Andrew spent a considerable amount of time looking for a dissertation topic. After some serious contemplation and some dead-ends, he eventually settled on the GED. He had some personal ties to the GED as his brother earned a GED before obtaining a job as an electrician. It was also relevant to current policy, where Iowa–following an initiative by Obama–adopted a goal of dramatically increasing the number of community college degrees over the next decade. Since Iowa already has relatively high educational attainment, a serious question is where these graduates going to come from. The GED program is a viable pathway, but unfortunately, the results were not good:
Among 11,675 Iowa high school dropouts who enrolled in the General Education Development (GED) preparation program during the 2003-04 fiscal year, fewer than a third (31.5 percent or 3,680) earned a GED by the end of the 2009 fiscal year. Just 12.9 percent of them (1,504) went on to enroll in community college, and only 2 percent (229) completed a community college credential by the end of June 2010.
Though, this may not be surprising. Prior research has suggested that the benefits of the GED are largely sheepskin. That is, the paper is providing the benefit, not necessarily the skills learned in the GED. For employers, the GED is a signal of the employees characteristics, even though that may not be the case. Behind the GED diploma, however, are people who usually have more noncognitive skills than other high school dropouts. However, there is not a large cognitive gain as a result of GED courses. Afterall, the median time to earn a GED is a little over 20 hours–how much can one really learn in that time?
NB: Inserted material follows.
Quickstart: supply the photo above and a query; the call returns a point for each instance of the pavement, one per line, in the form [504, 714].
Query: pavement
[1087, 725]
The GED is not particularly strong on mathematics. The mathematics portion plateaus at geometry; hardly the rigor that college faculty are expecting from students. A newly revised GED test will, hopefully, fix those issues. From a policy perspective, the high school drop-out population is a prime target to upgrading the human capital in the United States. Unfortunately, the GED is largely ignored in contemporary education policy.
Oh, and the recently minted Doctor Ryder won the Council for the Study of Community Colleges’ “dissertation of the year” for this study. He produced the excellent graphic shown above, which highlights the excellent job he did. Careful, sometimes complex, analysis (survival analysis), applied to a pertinent policy question, with careful consideration on easily communicating the results through a single graphic.
Any references to how to produce diagram in R from data.
Not right off-hand–wasn’t done in R. Seems like you could do a bubble plot with the same x-axis and same y-axis for all bubble, then vary the size by student count.